Certains craignent que les économies occidentales n’arrivent pas à vaincre l’inflation et les moyens mis en œuvre sont faibles. Si la réaction des banques centrales est jugée tardive et limitée, elle est néanmoins plus rapide que dans les années 1980. Avant le resserrement, les prix avaient alors plus que doublé au cours de la décennie précédente. Aujourd’hui, ce chiffre n’est que de 29 %, car l’inflation n’a augmenté que l’année dernière.

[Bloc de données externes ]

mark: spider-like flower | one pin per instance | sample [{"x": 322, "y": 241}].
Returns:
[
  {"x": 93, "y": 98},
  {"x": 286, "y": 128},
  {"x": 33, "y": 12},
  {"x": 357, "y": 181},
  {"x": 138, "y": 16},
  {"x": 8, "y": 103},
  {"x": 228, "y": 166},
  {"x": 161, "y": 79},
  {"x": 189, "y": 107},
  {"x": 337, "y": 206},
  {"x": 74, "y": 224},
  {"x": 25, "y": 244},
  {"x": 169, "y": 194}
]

La meilleure analogie historique n’est probablement pas la lutte prolongée contre la stagflation des années 1970, mais la flambée des prix à la consommation qui a suivi la perturbation massive de la Seconde Guerre mondiale. Le ralentissement qui a mis fin à cette inflation a été superficiel et a laissé peu de cicatrices. Pour les États-Unis, de nombreux économistes parient sur un retour de l’inflation autour de 4 % en 2023. Les prix des produits agricoles sont en baisse depuis le mois de juin. Les prix du pétrole ont également diminué pour revenir autour de 100 dollars le baril, don prix d’équilibre se situant certainement entre 80 et 100. La moindre consommation et les efforts des pays du Golfe comme des États-Unis commencent à porter leurs fruits. Le point noir au tableau reste la menace de pénurie de gaz en Europe. Si le rationnement énergétique devient nécessaire à l’automne, la production industrielle et donc le PIB chuteront, peut-être fortement dans les économies exposées comme l’Allemagne. Même si la production diminue, l’inflation continuera d’augmenter. Le déficit de main d’œuvre est également un problème. Il est lié au vieillissement des populations occidentales.
La crise en Ukraine amène l’Europe à revoir sa politique énergétique. La douce dépendance qui s’est instituée tant pour le pétrole que pour le gaz semble toucher à sa fin. Les décideurs politiques ont réalisé qu’une transition soigneusement gérée vers une énergie propre atténue également la dépendance vis-à-vis des régimes autocratiques. Les investissements dans les énergies renouvelables augmentent et les gouvernements qui étaient auparavant sceptiques à l’égard de l’énergie nucléaire reconsidèrent leur opposition. Même le Japon, qui a subi la catastrophe de Fukushima en 2011, espère relancer la production d’énergie nucléaire.